We are seeking a
Principal AI Engineer with
deep, hands-on experience in Large Language Models (LLMs) to lead the design, development, and deployment of
enterprise-grade AI-powered automation systems across the organization.
This role goes beyond experimentation. You will
own and deliver production-scale AI solutions, analyze complex internal workflows, identify high-value automation opportunities, and architect intelligent systems that materially improve efficiency, accuracy, and scalability.
This position is ideal for a
seasoned engineer (10+ years) who combines
strong technical depth, architectural judgment, and a product mindset, and who enjoys building
practical, high-impact AI systems used at scale.
KEY RESPONSIBILITIES:- Lead the design, development, and deployment of LLM-based automation solutions across multiple business functions.
- Work closely with cross-functional teams to define problem statements, data requirements, system boundaries, and solution approaches.
- Architect and implement end-to-end LLM systems, including:
- Prompt pipelines
- Agent-based architectures
- Retrieval-Augmented Generation (RAG) systems
- Internal AI services and APIs
- Integrate commercial and open-source LLMs (e.g., OpenAI, Anthropic, Databricks, open-source models) into enterprise systems and products.
- Drive model evaluation, prompt optimization, and system reliability improvements based on real-world usage.
- Establish and maintain monitoring, logging, and evaluation frameworks for LLM-driven applications.
- Partner with product, operations, security, and engineering teams to map workflows and identify high-ROI automation opportunities.
- Ensure all AI solutions meet enterprise standards for data privacy, security, compliance, and governance.
- Act as a technical mentor and thought leader, setting best practices for LLM engineering and applied AI.
- Stay current with advances in LLMs, agent frameworks, AI infrastructure, and applied research-and translate them into pragmatic solutions.
Basic Qualifications:- Bachelor's degree in AI, Machine Learning, Computer Science, Statistics, or a related field
- A minimum of 8 years of professional experience in software engineering, AI, or machine learning, including a minimum of 3 years of significant hands-on work on LLM-based systems.
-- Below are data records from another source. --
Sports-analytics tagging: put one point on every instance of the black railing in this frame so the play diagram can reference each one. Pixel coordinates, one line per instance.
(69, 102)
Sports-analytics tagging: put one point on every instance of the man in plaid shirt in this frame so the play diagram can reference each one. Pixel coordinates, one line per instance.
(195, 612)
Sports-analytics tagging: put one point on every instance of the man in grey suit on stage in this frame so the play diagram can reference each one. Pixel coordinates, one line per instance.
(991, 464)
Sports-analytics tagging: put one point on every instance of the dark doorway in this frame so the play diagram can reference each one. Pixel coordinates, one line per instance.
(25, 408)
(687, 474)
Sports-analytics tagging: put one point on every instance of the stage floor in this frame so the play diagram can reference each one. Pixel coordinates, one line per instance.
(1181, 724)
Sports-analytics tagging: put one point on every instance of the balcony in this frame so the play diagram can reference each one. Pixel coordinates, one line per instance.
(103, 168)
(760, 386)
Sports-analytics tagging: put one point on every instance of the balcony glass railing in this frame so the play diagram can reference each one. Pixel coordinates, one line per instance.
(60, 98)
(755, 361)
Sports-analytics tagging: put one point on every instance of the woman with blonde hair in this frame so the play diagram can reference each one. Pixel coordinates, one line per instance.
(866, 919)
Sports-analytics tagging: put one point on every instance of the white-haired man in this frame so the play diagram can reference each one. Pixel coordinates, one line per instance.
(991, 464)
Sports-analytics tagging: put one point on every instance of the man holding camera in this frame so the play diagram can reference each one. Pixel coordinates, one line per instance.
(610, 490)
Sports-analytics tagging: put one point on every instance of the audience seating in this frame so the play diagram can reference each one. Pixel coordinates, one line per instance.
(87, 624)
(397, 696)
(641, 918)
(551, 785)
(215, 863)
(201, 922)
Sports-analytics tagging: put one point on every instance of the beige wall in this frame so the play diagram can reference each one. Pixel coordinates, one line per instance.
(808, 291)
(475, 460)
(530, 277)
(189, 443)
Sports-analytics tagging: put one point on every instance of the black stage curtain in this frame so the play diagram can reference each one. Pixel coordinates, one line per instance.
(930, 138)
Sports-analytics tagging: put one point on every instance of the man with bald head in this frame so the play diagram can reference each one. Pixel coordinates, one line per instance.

- Proven, production experience with Large Language Models, including:
- Prompt engineering and prompt optimization
- Model integration and orchestration
- Evaluation and reliability tuning
- Strong proficiency in Python and modern AI/ML frameworks and libraries (e.g., PyTorch, TensorFlow, LangChain, similar ecosystems).
- Solid background in deep learning and applied machine learning.
- Strong analytical and mathematical foundation relevant to ML systems.
- Experience designing systems that balance performance, scalability, cost, and accuracy.
- Ability to communicate complex technical concepts clearly to technical and non-technical stakeholders.
- Strong written and spoken English.
Preferred Qualifications:- Master's degree in AI, Machine Learning, Computer Science, Statistics, or a related field (or equivalent professional experience).
- PhD or additional advanced degree in AI, Machine Learning, Computer Science, Statistics, or related fields.
- Experience building meaningful visualizations and explaining model behavior and results.
- Background in data mining, analytics, or decision-support systems.
- Experience with regression, supervised and unsupervised learning, and applied ML in production contexts.
- Prior experience with automotive, IoT, or large-scale industrial data.
- Contributions to open-source projects or published technical work.
- Experience operating AI systems under enterprise governance, security, and compliance constraints.